Oh my God," I breathe, reaching, grabbing desperately at him.

  And then he stops, his hands tight on my wrists. He's laughing. I'm not laughing – I'm lying on my back, breathless, not entirely sure of what just happened. I can't think. I don't feel like I can breathe. Eirik looks down at me, his eyes a deep, stormy blue.

  "I told myself I'd be soft with you, girl. A man knows how to be soft with a maid, how to take his time. And I'll take my time with you. But you make it difficult when you reach for me like that, when you look at me as you are right now, with all the things you need from me written all over your pretty face."

  He's not kidding, either, about it being difficult. Even his voice sounds different – slower, deeper. He's holding back. An ache between my legs, one that I'm only just now dimly aware of, makes itself known. How can that be? If I 'fear' anything it's specifically that – the pain. Although I only saw him for less than a second, Eirik's manhood is of similar proportion to the man himself. How can I want something at the same time that I fear it? I don't know. I don't know. But I do.

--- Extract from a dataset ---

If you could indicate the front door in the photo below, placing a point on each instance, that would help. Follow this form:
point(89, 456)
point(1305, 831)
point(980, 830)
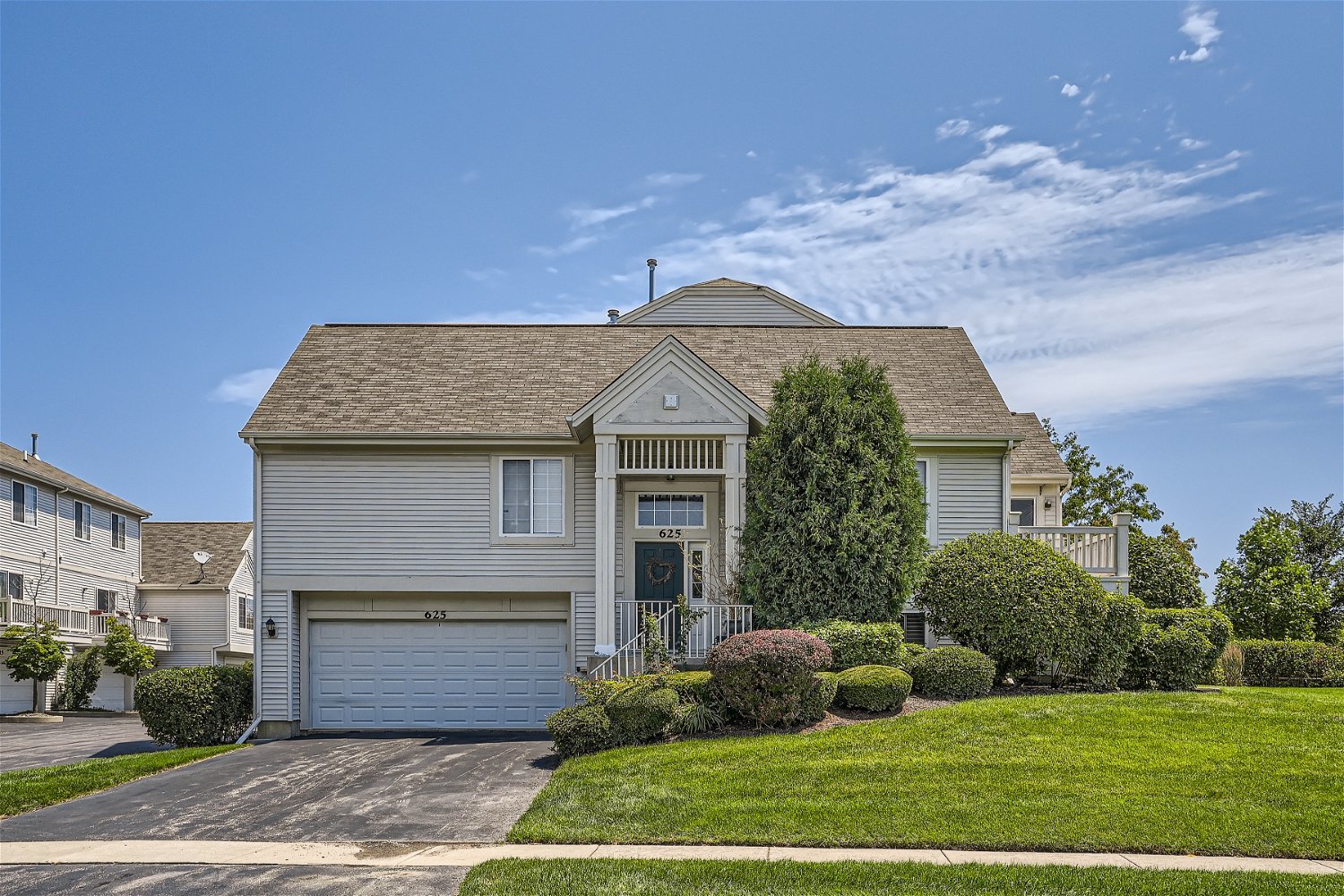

  I open my mouth like I'm doing everything else tonight – out of instinct, not consciousness. The decision is never made, my lips fall open for him because there is nothing else that could happen. And when they do, he slips his tongue between them and tightens his grip on my breast, squeezing and caressing until my body sings. When he stops, I'm panting.

  There are no more words left in me. Whatever the time was for words is over. I reach up to my throat as the Jarls' eyes bore into me, and pull the top of the tunic out of the gold necklace, revealing my breasts completely. I see something in his eyes, then. A naked, animal thing. And when I see it, at the same moment I know in my heart that it won't be denied, there is no part of me that wants anything other than to indulge it.

  "It's too much now, girl," Eirik says, grasping the tunic in his hands and yanking it the rest of the way off. He moves on top of me, pushing my thighs apart with one hand and I realize it's going to happen. Right now.